Para que as redes de ensino possam receber os recursos do Fundo, o novo texto precisa ser aprovado pela Câmara dos Deputados, Senado e, por fim, seguir para homologação do presidente da República. A previsão é de que o PL 4372/20 seja votado nesta quarta-feira 9.

Caso o Congresso não consiga votar a regulamentação ainda este ano, cabe ao governo Bolsonaro enviar uma Medida Provisória (MP). O cenário preocupa porque uma MP entraria em vigor imediatamente e abre brechas para impor propostas do governo rechaçadas pelo Congresso durante as discussões finais do Fundeb, como vincular o reajuste do piso salarial dos professores à inflação, o que elimina o ganho real garantido pela lei atual, ou que escolas privadas sem fins lucrativos recebam verbas do Fundeb.

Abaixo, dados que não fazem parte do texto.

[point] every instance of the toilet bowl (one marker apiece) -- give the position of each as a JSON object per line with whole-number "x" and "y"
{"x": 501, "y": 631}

O que propõe o novo Fundeb? 

O novo Fundeb será permanente, garantido pela Constituição, e contará com uma complementação, por parte da União, que deve alcançar 23% até 2026 — 5% dessa participação será destinada especificamente para a Educação Infantil.

De acordo com a novas regras, a distribuição dos 23% de complementação da União no fundo será feita de três formas: seguindo as regras já vigentes, 10% serão destinados aos estados mais pobres que recebem o complemento da União para atingirem o padrão mínimo; 10,5% vão para redes cujo valor anual total por aluno (VAAT) não atingir o mínimo definido nacionalmente; e 2,5% serão distribuídos de acordo com a evolução dos indicadores de resultados na melhoria das aprendizagens.

O novo Fundeb também inclui na Constituição Federal um artigo que prevê que o padrão mínimo de qualidade do ensino garantido pela União tenha como referência o Custo Aluno Qualidade (CAQ). O CAQ já era um parâmetro de financiamento educacional previsto pelo Plano Nacional de Educação (PNE), aprovado em 2014, e define o valor a ser investido por aluno para garantir a qualidade da educação.

Em relação aos salários, o novo fundo não poderá ser utilizado para pagar aposentadorias e pensões, como pedia o governo, e destinará ao menos 70% dos recursos para o pagamento de profissionais da educação. Hoje o percentual é mais baixo, de 60%, e aplicado apenas ao salário de professores.